Seit seiner Übersiedlung von den USA nach Tschechien hat der kreative Output des Bandleaders auch noch einmal deutlich an Fahrt aufgenommen. An Epiphany Of Hate ist bereits das 13. Master-Album insgesamt und das Neunte seit der Jahrtausendwende. Unterstützt wird dieser Trend sicherlich durch Speckmanns erstklassige Mitstreiter: Zdeněk Pradlovsky (Drums) und Alex Nejezchleba (Gitarren) stehen dem Sänger und Bassisten seit 2003 zur Seite und helfen auch in Sachen Produktion tatkräftig mit.



Natürlich liefert das Trio auch auf dem vorliegenden Studioalbum gnadenlos ab. Master haben ihre musikalische Identität längst gefunden und so überrascht es nicht, dass bereits der starke Opener "Subdue The Politician" alle Trademarks des klassischen Extreme Metals der frühen 80er Jahre vereint: Rumpelnde Drums, schwirrende Riffs, pumpender Bass und dann diese Stimme! Paul Speckmann ist einfach mit einem unfassbar eindringlichen Organ gesegnet, das wahrscheinlich in einem vollbesetzten Fußballstadion immer noch deutlich herauszuhören wäre.

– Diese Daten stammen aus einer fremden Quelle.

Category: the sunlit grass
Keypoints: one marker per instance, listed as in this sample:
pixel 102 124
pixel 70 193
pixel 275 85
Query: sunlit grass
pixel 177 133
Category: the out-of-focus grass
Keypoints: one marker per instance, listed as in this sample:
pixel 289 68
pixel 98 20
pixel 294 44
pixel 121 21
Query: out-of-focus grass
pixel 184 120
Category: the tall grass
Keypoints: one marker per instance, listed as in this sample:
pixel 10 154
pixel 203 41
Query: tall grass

Niemand erwartet von der Band großartige Sprünge in Sachen Komposition oder (Satan bewahre!) eine musikalische Neuerfindung. Das Trio weiß, was es am besten kann und kostet das während der kompletten 52 Minuten Spielzeit erbarmungslos aus. Allerdings laufen die ersten Tracks etwas zu gleichförmig durch. Hinten raus wird die Platte tatsächlich stärker, einfach aufgrund der ausgeprägteren Variation: Das Tempo wird zum Beispiel in "Just Take My Right Arm" erstmals deutlich angezogen, in "People Of The Damned" erfährt die Gitarre einen etwas schwärzeren Anstrich und zu "Red Alert" wird dann auch endlich die Groove-Sau durch das Tschechische Dorf getrieben!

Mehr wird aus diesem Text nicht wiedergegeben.